This is going to be a boring read, and I really wouldn't be surprised if this has been said before, but the thing holding Saitama back is bureaucracy. I imagine the bureaucracy of the hero association is just a story telling device. If Saitama was adequately ranked and he was called when a high ranking class S hero was needed, the show wouldn't really have conflict. It seems the show is more than comfortable saying that the hero association wanted their heros to be as smart as they are strong and Saitama did not score highly on his written test and they didnt have an adequate way to measuring his physical strength and their incompetence put him at class c. But I think the bureaucracy could present and interesting problem for Saitama.

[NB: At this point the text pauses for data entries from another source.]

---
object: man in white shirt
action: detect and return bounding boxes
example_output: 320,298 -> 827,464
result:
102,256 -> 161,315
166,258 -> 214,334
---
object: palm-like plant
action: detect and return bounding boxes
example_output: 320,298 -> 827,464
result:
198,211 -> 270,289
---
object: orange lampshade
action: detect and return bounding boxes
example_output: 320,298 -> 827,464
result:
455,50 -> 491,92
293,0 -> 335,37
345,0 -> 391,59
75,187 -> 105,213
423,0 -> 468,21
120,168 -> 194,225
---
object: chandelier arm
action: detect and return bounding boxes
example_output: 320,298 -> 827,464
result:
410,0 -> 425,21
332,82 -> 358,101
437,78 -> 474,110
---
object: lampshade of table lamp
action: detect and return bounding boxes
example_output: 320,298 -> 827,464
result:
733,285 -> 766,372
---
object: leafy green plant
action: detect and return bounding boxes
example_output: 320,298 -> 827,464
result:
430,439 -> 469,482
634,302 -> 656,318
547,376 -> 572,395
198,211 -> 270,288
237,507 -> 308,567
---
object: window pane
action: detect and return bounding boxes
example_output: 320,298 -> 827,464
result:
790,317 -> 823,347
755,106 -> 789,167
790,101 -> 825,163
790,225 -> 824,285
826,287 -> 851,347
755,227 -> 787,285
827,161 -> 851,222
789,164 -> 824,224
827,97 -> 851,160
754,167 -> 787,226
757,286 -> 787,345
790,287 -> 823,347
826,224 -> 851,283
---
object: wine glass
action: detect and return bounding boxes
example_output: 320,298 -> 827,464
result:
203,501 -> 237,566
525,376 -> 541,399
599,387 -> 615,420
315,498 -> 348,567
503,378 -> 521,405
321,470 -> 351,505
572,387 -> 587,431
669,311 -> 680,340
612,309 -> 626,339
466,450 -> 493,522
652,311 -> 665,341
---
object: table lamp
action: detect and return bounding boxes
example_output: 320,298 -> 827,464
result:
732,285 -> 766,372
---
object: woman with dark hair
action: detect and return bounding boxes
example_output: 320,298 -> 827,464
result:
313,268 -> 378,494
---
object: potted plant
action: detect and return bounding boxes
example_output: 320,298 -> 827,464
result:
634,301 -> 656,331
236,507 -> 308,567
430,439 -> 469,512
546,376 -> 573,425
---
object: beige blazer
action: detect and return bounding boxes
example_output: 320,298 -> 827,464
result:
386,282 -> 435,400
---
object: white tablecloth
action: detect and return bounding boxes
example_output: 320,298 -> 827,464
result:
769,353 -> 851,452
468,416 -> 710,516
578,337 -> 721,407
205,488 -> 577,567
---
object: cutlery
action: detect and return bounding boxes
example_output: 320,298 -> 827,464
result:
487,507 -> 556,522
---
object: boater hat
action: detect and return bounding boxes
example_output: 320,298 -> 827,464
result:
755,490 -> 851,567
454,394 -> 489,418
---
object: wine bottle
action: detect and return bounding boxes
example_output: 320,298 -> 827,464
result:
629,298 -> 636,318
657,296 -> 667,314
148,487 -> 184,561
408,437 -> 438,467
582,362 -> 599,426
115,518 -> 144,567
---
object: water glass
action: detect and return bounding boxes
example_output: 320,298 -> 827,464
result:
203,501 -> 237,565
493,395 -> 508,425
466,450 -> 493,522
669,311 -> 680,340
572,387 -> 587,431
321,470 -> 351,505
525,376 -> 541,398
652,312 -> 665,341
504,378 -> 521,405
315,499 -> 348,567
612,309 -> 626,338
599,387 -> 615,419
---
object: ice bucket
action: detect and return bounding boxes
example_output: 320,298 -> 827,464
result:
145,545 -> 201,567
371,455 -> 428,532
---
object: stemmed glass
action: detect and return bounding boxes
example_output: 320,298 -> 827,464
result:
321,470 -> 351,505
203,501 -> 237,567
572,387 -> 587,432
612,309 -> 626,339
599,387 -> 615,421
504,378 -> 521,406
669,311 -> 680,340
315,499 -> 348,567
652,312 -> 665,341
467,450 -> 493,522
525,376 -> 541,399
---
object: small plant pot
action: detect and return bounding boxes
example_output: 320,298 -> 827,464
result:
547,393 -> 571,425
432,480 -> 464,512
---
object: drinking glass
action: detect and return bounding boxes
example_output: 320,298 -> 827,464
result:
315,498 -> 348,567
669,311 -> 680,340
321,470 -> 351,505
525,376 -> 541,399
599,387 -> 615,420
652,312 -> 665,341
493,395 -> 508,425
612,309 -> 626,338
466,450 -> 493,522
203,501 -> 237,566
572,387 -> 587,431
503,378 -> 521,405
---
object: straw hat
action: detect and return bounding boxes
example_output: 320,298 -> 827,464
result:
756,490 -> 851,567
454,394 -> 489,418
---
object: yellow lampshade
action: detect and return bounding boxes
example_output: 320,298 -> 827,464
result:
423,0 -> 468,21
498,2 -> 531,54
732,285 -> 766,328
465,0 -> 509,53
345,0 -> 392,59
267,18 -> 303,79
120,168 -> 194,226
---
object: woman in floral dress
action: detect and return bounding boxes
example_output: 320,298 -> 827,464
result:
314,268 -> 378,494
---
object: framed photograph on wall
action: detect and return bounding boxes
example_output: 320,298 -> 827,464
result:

What if the ranking system was flawed because outside forces and it wasn't just incompetence alone. What if companies used class s heros for marketing products and those companies kicked some funds back to the hero association to keep them at their rank... or something like that. This would create a problem that Saitama couldn't just throw a fist at because you cant be a hero while beating up everyone's favorite toy company CEO.
That might not make for a good story though. This is a show were we want to see good fights. What do you guys think?
well.... If you end up catching up with the manga, you're gonna realize that's exactly what's going on. And the series really isn't about cool fights, the same way Mob Psycho isn't really about cool esper powers. A lot of it is about figuring out how things work by breaking them down to their basic elements and putting them back in odd places, or out of order, or taking them out entirely, and then forcing them to continue as usual. OPM is a hero's journey that starts at the end after the main character has achieved everything they wanted and asks what life would ACTUALLY be like after the last episode. It also takes classic tropes and treats them as straight-faced as possible, and sees what happens when you force a 2D stereotype to walk and talk of their own accord. It's waaaaay closer to Watchmen than Salty Bet.